I am looking for some advice - or maybe just some moral support.
I can't find the link to my previous thread... But in a nutshell... Husband and I got married a couple months ago after 10 or so years together. He was never baptised, but grew up 'in'. I never had any exposure to the craziness til I met him and his family. There have been many problems over the years - I never felt accepted, felt that husband and I were always 2nd best to the other son and his JW wife. Anyway - the latest issue was the wedding - I wanted my husband to talk to them about the toast so we knew what to expect. He said 'it will be fine' - and he probably thought it would be, we have clicked glasses with them several times over the years. Anyway, skip to wedding, we are sitting at the table, surrounded by his family, someone does a very informal toast, and you guessed it, all of them sit there refusing to touch their glasses. I wouldn't care if this was consistent with their behaviour - however it isn't, so I am taking it as a statement and an insult.
The good thing that came out of this I spose is that it did something to help my husband finally 'wake' up to how we are treated as 2nd class compared to the other son and how their love and support is absolutely conditional.
So - now, instead of starting our married life happily, we are surrounded with negativity and darkness. My husband is trying to come to terms with how he feels about them and his upbringing and how he is treated - and to figure out how he can have a decent - and real - relationship with them - and of course me. I feel so angry about being 'robbed' of this happy time, but no matter what I do, I can't bring myself out of this sadness and anger. I should be relieved and happy that my husband is finally awake and starting to deal with this stuff, and I am - but I just can't feel happy, it's just anger at him for letting it get to here, anger at them for being the reason we are here and plain sadness.
My husband walked away from the religion when we were about 19 or so (unbaptised), and says he hates it, and hates the 'man' element, agrees that it's sexist and I believe that he would never go back (and I believe him or I would not have married him). However, if I ever brought anything up about the religion, his first reaction was always to defend it - even though he doesn't believe himself. It's almost a subconscious reaction. I always felt like he would defend them before he would defend me - and he would - until very recently - and this has caused more problems between us than anything else.

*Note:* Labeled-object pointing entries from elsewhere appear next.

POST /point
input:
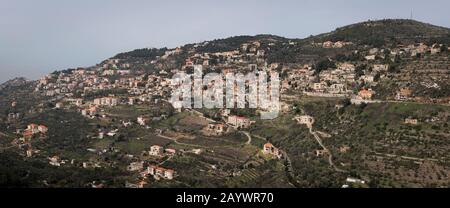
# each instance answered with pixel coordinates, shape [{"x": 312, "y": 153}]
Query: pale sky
[{"x": 40, "y": 36}]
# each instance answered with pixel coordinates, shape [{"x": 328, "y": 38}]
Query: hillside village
[{"x": 127, "y": 124}]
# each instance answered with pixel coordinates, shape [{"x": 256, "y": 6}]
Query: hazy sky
[{"x": 40, "y": 36}]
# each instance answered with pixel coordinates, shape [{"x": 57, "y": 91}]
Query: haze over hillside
[
  {"x": 368, "y": 32},
  {"x": 38, "y": 38}
]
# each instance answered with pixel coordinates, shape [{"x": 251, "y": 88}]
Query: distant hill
[
  {"x": 19, "y": 81},
  {"x": 389, "y": 31}
]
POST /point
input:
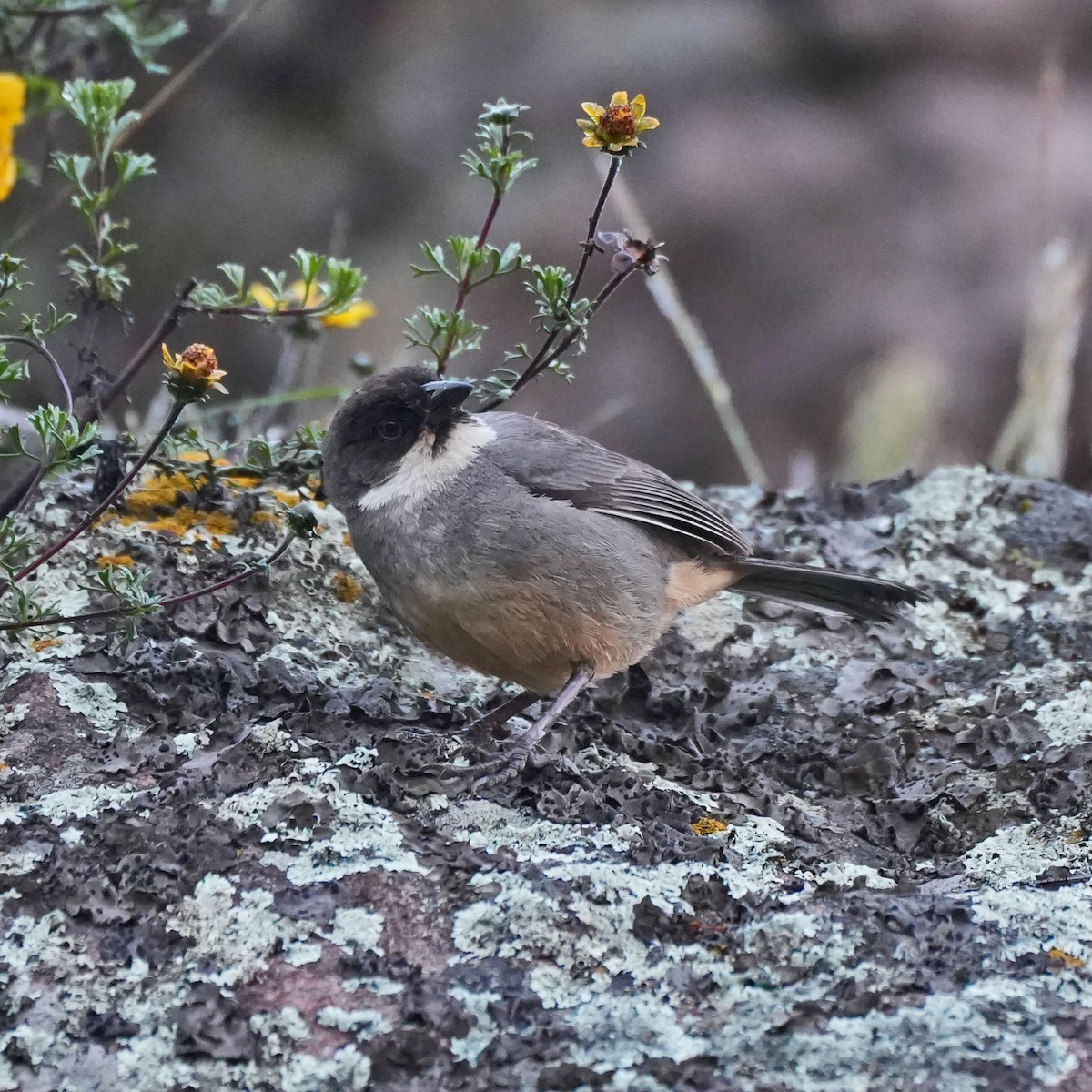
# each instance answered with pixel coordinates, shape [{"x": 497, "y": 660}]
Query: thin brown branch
[
  {"x": 104, "y": 505},
  {"x": 46, "y": 210},
  {"x": 543, "y": 359},
  {"x": 464, "y": 284},
  {"x": 39, "y": 348},
  {"x": 169, "y": 602}
]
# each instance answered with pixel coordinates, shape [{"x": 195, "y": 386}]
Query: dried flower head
[
  {"x": 348, "y": 317},
  {"x": 642, "y": 254},
  {"x": 616, "y": 128},
  {"x": 194, "y": 372}
]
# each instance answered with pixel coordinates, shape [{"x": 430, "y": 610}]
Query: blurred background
[{"x": 855, "y": 197}]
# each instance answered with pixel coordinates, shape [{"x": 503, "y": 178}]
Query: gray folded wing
[{"x": 551, "y": 462}]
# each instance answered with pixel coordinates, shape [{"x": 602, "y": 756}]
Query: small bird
[{"x": 535, "y": 555}]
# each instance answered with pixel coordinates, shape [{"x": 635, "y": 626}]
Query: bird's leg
[
  {"x": 514, "y": 757},
  {"x": 508, "y": 709}
]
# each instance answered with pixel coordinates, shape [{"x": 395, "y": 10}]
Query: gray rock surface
[{"x": 793, "y": 854}]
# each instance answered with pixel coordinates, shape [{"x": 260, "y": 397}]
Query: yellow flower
[
  {"x": 298, "y": 295},
  {"x": 12, "y": 98},
  {"x": 194, "y": 372},
  {"x": 617, "y": 126},
  {"x": 359, "y": 311}
]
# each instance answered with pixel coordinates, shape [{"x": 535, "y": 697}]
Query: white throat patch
[{"x": 420, "y": 472}]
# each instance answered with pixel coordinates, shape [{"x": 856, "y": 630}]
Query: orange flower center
[
  {"x": 618, "y": 123},
  {"x": 200, "y": 359}
]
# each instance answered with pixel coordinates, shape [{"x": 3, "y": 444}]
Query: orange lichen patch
[
  {"x": 115, "y": 561},
  {"x": 345, "y": 588},
  {"x": 184, "y": 519},
  {"x": 240, "y": 480},
  {"x": 158, "y": 490},
  {"x": 1071, "y": 962},
  {"x": 200, "y": 457}
]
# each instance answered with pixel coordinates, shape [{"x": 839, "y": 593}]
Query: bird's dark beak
[{"x": 446, "y": 396}]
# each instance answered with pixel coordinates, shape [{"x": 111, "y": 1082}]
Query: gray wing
[{"x": 551, "y": 462}]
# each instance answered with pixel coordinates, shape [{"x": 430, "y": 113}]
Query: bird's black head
[{"x": 404, "y": 412}]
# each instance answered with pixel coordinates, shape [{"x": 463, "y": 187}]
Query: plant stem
[
  {"x": 665, "y": 294},
  {"x": 593, "y": 223},
  {"x": 172, "y": 601},
  {"x": 103, "y": 506},
  {"x": 543, "y": 359},
  {"x": 38, "y": 474},
  {"x": 464, "y": 284},
  {"x": 39, "y": 348}
]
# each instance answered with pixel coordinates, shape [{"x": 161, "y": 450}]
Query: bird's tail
[{"x": 865, "y": 598}]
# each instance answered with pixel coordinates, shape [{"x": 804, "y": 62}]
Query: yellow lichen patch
[
  {"x": 115, "y": 561},
  {"x": 200, "y": 457},
  {"x": 1071, "y": 962},
  {"x": 345, "y": 588}
]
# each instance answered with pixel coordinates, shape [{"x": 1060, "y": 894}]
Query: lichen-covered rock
[{"x": 784, "y": 854}]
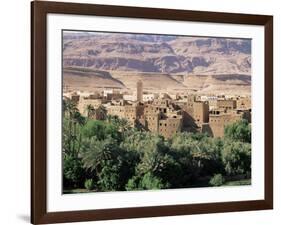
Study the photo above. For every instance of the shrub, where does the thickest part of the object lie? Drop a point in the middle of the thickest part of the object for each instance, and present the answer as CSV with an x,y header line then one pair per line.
x,y
236,157
239,131
147,182
89,184
217,180
73,171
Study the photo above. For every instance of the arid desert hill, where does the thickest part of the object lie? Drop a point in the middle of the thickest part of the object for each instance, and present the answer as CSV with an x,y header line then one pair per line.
x,y
77,78
206,65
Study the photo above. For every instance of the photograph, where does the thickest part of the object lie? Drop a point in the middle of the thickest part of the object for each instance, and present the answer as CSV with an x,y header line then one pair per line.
x,y
145,111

I have loads of anger towards 'the society' and everything to do with them. If my parents had been witnesses, I would be dead, having needed a blood transfusion as a baby, so it's not a good start, and goes backwards from there. I feel like I have been treated pretty much like crap from the witnesses that I have met over the years, however I always did everything I could to be 'respectful' to them - and their faith. I went to an assembly once. I close my eyes with them and hold their hands before meals (no more!) etc. It was always respecting them, and their beliefs, never them respecting ours - because we don't 'belong' to a 'club'. I feel like being a part of this 'club' that believes things that I think, quite frankly, insane, has given them a free pass to act like assholes!
I think my husband is starting to see for the first time, but it's like it's been so ingrained in him, that even though he doesn't believe, he doesn't want to see anything bad about being raised in 'the truth'. I understand that there was a lot of good stuff in his child hood - but I also think that he missed out on a lot, and he is not very capable of having real relationships with people. He lets others walk all over him - including his family - and this is what he is now trying to stop.
The other thing is that lately when he talks to him parents, his mum especially, he said they can be talking about something random and happy and trivial, say business which is going well, and then out of the blue she will say something like 'did you hear about the shooting here, or the earthquake there or someone getting sick'. They are meant to be the happiest people on earth, but they are just so sad and negative. It never used to be like that. Is this common or is this just her??
The other thing is - which makes things difficult is that my husband is in business with his JW brother (who I can't stand) and their JW Dad works for them - as does the JW sister-in-law. I can just imagine if my husband said that he wanted to give me a job - it would have never happened... Just another example of the unfairness of the relationship. If they weren't in business, we could just say 'oh well, we won't have anything to do with them' - but he has to on a daily basis. I understand this, but it still upsets me - I don't know how he is able to speak to these people every day like everything is just fine, when they have treated us so badly. But I don't have a solution either.
It is my fault too, because I never stood up for myself and demanded respect. It will be a long time before I will be able to sit with them again for a meal - but if and when I do - I can guarantee that I will not be submitting and bowing my head and praying to a god that I don't believe in, so as not to offend them...
Anyway - does anyone else here have any experience dealing with this sort of thing. I know this post is all over the place, it's half asking for advice, half just venting. Sorry. I just feel like there is no one I can really talk to about this. If I mention it to my friends or family, they will just say 'just ignore them, it's just because of the crazy religion' - but they don't understand how manipulative these people can be, and if it was that simple and we could ignore the degrading comments and the like, we would.